16. Anayasa Mahkemesinin İnan Özdemir Taştan kararında (B. No: 2018/34137, 25/5/2022) pasaportu iptal edilen başvurucunun, hangi eylemleri ya da ilişkileri nedeniyle yurt dışına çıkışının engellendiğinin yetersiz inceleme ve gerekçe nedeniyle belirsizliğini koruduğu vurgulanarak gerekçeli karar hakkının ihlal edildiğine karar verilmiştir.

17. Somut olayda başvurucunun pasaportuna zayi kaydı konulmasına ilişkin olarak eşi hakkında yürütülen soruşturma, eşinin firari olması, bu soruşturmada başvurucuya yönelik tespitlerin bulunması ve ele geçirilen dijital materyaller üzerinde incelemenin devam ettiği hususları gerekçe gösterilmiştir.

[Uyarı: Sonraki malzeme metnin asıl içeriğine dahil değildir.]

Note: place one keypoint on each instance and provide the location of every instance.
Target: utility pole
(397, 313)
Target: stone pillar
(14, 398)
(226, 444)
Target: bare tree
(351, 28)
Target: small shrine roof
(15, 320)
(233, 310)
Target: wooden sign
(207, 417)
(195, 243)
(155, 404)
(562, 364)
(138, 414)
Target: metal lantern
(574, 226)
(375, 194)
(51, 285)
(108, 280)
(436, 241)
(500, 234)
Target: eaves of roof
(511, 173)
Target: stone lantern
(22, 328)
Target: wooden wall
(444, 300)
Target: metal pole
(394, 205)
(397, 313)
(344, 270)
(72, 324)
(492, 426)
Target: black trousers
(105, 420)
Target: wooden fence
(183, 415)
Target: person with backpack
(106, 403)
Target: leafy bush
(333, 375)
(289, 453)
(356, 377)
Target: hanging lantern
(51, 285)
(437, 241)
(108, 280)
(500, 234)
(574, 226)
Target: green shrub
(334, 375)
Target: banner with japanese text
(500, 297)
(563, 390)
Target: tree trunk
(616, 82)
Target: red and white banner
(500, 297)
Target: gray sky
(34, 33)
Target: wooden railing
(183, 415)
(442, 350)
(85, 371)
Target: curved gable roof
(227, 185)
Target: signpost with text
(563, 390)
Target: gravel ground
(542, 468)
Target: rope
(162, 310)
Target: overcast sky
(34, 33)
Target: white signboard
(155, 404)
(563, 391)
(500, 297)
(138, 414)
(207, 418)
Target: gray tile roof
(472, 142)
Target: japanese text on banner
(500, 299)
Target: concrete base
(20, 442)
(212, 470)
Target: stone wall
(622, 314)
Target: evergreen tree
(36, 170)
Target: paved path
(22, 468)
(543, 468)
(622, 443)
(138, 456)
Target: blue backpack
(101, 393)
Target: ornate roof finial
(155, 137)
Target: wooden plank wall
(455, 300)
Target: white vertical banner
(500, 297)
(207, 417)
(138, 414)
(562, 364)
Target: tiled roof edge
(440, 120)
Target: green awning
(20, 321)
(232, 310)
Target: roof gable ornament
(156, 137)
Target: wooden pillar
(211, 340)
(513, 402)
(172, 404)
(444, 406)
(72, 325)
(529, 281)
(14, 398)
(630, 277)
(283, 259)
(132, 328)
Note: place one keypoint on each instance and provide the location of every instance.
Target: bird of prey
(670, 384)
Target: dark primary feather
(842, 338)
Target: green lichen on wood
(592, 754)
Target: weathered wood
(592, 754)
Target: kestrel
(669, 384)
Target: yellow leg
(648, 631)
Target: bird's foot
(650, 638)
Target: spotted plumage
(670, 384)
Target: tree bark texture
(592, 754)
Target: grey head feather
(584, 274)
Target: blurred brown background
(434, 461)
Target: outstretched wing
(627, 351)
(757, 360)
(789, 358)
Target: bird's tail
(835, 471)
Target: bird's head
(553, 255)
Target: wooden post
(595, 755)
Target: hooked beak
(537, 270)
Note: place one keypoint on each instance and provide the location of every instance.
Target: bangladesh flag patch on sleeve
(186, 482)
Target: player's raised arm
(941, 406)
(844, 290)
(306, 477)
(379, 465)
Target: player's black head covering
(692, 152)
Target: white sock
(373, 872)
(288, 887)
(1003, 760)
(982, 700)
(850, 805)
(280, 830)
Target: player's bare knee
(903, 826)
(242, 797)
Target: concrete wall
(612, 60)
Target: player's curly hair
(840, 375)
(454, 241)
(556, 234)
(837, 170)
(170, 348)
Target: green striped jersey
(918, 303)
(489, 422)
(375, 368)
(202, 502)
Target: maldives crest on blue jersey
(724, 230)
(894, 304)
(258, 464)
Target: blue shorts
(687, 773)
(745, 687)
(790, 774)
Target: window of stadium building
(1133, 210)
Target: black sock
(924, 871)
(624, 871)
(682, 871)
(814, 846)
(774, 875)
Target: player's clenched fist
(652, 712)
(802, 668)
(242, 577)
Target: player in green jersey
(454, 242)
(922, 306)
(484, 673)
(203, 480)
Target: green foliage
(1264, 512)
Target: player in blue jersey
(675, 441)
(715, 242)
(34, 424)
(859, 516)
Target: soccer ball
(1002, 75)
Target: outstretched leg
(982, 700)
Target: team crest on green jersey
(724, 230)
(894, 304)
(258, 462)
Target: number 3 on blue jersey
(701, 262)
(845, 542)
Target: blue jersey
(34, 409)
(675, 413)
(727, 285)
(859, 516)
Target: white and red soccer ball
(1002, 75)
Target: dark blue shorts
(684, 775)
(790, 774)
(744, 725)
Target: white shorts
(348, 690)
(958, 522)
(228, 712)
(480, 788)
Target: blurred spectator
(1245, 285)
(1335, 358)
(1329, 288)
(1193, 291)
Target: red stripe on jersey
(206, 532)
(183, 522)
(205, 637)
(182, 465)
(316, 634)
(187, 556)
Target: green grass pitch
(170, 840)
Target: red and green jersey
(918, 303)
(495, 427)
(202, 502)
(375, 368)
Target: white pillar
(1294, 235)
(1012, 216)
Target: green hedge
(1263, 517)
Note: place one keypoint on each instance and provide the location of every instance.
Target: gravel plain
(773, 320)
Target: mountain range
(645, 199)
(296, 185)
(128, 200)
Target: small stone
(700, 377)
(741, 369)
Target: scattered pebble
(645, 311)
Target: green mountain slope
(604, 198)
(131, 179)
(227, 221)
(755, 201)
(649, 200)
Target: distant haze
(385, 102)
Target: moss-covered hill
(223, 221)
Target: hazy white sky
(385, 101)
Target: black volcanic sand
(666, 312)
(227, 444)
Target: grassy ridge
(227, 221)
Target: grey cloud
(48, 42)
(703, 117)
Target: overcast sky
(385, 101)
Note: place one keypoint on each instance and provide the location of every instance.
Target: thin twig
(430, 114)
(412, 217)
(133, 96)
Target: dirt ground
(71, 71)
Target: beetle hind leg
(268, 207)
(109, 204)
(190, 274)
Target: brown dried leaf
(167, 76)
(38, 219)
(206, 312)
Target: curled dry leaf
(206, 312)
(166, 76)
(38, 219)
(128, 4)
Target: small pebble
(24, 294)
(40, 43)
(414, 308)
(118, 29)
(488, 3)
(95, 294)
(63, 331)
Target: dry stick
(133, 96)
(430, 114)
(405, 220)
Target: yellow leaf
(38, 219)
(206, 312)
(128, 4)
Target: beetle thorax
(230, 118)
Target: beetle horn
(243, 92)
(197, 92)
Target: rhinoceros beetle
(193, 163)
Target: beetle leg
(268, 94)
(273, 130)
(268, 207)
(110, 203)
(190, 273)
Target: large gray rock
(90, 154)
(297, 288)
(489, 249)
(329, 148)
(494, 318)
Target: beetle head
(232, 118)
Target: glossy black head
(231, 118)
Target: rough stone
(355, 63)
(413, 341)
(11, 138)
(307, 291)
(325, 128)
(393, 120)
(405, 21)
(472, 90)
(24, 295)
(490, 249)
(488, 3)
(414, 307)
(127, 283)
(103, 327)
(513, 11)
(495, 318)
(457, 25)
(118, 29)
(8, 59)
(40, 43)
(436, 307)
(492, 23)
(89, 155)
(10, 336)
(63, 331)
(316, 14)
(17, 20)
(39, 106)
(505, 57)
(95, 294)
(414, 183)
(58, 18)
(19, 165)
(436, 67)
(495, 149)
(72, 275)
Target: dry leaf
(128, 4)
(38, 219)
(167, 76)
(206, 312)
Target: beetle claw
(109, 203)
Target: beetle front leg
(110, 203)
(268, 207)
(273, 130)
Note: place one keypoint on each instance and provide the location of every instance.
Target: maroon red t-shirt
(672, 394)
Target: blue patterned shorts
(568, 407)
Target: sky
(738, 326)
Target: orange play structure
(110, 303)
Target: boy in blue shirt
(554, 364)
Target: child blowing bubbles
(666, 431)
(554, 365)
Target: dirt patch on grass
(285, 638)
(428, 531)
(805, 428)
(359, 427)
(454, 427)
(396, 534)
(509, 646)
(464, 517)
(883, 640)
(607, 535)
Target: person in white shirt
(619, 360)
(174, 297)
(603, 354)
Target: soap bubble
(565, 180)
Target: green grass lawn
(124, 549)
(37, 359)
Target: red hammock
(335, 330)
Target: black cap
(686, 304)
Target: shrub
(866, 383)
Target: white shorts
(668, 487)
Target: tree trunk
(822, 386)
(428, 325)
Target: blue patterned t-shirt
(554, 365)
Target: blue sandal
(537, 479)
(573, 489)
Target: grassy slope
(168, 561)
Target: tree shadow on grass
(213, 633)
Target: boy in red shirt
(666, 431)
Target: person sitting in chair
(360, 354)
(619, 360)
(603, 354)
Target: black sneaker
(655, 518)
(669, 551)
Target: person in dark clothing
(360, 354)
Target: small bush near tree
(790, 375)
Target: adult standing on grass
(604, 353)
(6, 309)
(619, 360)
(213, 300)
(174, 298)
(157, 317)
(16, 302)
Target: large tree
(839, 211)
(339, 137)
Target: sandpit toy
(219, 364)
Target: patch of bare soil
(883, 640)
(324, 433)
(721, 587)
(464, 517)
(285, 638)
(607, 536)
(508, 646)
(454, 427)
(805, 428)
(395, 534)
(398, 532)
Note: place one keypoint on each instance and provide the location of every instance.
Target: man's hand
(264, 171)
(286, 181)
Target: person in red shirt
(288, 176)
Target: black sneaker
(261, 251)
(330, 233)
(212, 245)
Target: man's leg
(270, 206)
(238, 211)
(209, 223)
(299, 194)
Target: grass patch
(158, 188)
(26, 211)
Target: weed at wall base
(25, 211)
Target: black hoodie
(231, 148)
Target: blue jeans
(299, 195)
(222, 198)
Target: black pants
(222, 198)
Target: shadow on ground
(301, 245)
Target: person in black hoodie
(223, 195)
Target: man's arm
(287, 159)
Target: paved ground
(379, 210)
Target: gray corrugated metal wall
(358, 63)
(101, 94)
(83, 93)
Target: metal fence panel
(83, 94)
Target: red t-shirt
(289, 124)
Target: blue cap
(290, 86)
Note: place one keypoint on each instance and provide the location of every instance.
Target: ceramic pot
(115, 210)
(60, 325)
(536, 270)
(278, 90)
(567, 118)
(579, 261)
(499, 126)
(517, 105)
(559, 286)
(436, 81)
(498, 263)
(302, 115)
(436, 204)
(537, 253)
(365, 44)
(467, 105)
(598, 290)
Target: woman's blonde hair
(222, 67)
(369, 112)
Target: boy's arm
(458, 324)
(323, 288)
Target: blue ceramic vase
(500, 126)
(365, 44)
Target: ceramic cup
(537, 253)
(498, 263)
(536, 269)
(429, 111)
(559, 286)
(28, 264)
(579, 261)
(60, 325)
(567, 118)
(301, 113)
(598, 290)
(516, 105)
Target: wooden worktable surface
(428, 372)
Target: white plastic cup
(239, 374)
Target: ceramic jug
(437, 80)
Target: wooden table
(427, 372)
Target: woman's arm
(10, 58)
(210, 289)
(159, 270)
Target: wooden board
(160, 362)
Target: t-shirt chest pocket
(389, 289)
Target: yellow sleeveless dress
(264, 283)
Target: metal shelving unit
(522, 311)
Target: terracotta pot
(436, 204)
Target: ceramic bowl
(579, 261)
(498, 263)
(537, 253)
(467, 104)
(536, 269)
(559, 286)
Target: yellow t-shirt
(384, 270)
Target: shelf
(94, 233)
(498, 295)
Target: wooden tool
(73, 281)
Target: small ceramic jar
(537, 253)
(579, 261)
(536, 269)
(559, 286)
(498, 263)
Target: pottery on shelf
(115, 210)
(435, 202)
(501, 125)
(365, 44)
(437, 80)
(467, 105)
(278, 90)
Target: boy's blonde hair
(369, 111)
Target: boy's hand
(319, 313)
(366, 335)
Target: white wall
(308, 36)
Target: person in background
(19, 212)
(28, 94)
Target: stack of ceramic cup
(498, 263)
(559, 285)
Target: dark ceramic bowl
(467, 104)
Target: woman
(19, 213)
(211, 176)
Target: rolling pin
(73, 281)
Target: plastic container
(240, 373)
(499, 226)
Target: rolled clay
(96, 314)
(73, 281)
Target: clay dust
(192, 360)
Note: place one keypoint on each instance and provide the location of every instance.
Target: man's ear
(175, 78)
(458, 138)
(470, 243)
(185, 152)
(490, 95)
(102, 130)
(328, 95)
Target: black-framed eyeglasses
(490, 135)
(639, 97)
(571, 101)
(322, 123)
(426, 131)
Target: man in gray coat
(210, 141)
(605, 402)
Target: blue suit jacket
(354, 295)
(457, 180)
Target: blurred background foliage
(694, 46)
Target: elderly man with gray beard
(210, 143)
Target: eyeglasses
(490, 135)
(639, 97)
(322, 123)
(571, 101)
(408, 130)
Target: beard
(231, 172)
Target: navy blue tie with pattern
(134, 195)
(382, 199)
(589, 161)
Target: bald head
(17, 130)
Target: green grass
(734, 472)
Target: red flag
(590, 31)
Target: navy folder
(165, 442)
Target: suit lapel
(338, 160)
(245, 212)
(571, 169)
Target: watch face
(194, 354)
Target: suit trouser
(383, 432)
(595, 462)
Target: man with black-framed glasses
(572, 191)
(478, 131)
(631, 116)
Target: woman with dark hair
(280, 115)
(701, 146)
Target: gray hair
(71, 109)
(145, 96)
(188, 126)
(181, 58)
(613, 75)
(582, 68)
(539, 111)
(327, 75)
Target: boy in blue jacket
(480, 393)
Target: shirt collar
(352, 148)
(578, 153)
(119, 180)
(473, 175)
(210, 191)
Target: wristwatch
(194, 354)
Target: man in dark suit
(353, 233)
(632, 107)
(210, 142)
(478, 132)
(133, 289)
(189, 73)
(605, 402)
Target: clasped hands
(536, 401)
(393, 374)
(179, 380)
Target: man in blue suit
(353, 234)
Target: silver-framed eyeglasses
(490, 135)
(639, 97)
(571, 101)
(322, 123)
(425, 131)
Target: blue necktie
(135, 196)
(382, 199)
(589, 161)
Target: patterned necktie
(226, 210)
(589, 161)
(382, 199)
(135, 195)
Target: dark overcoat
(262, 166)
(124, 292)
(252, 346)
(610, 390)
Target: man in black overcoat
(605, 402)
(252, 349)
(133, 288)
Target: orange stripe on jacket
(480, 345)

Başvurucu, kendisiyle ilgili tespitlerin esasen yine eşine ilişkin olduğunu, "Garson" kod adlı gizli tanık tarafından ortaya çıkarılan ve örgütün emniyet yapılanmasını deşifre eden listede eşiyle ilgili bilgilerin içinde adının geçtiğini, FETÖ/PDY-KOM2 kaydının bu anlama geldiğini, hakkında herhangi bir soruşturma olmadığını belirtmiştir.

18. Başvurucuyla ilgili tedbirin işlemin tesis edildiği anda ve devam eden yargı sürecinde başvurucunun eşinin devam eden soruşturmasına dayandırılan bir idari işlem olduğu, gerekçeli kararda her ne kadar başvurucuyla ilgili de inceleme yapıldığı belirtilmiş ise de hakkında yürütülen soruşturma ya da kovuşturmadan bahsedilmediği, idari işlemin gerekçelerinin başvurucunun öznel durumuyla ilişkilendirilmek suretiyle ortaya konulmadığı anlaşılmaktadır. Diğer bir deyişle derece mahkemeleri bu tedbirin neden konulduğunu ve devam ettirildiğini, başvurucunun öznel durumu karşısında alınması zorunlu bir tedbir olup olmadığını tartışmamıştır.

19. Netice itibarıyla başvurucu hakkındapasaportuna yönelik işlemin tesisiyle ilgili olarak terör örgütü ile ilişkisini ortaya koyan, millî güvenliğe tehdit oluşturan faaliyetlerde bulunduğunu gösteren bir mahkeme kararının mevcut olmadığı; bu konuda derece mahkemelerinin de ayrıca araştırma yaparak değerlendirmede bulunmadığı, dolayısıyla başvurucunun hangi eylemleri nedeniyle yurt dışına çıkışının engellendiğinin yetersiz inceleme ve gerekçe nedeniyle belirsizliğini koruduğu görülmüştür.

20. Açıklanan gerekçelerle Anayasa’nın 36. maddesinde güvence altına alınan adil yargılanma hakkı kapsamındaki gerekçeli karar hakkının ihlal edildiğine karar verilmesi gerekir.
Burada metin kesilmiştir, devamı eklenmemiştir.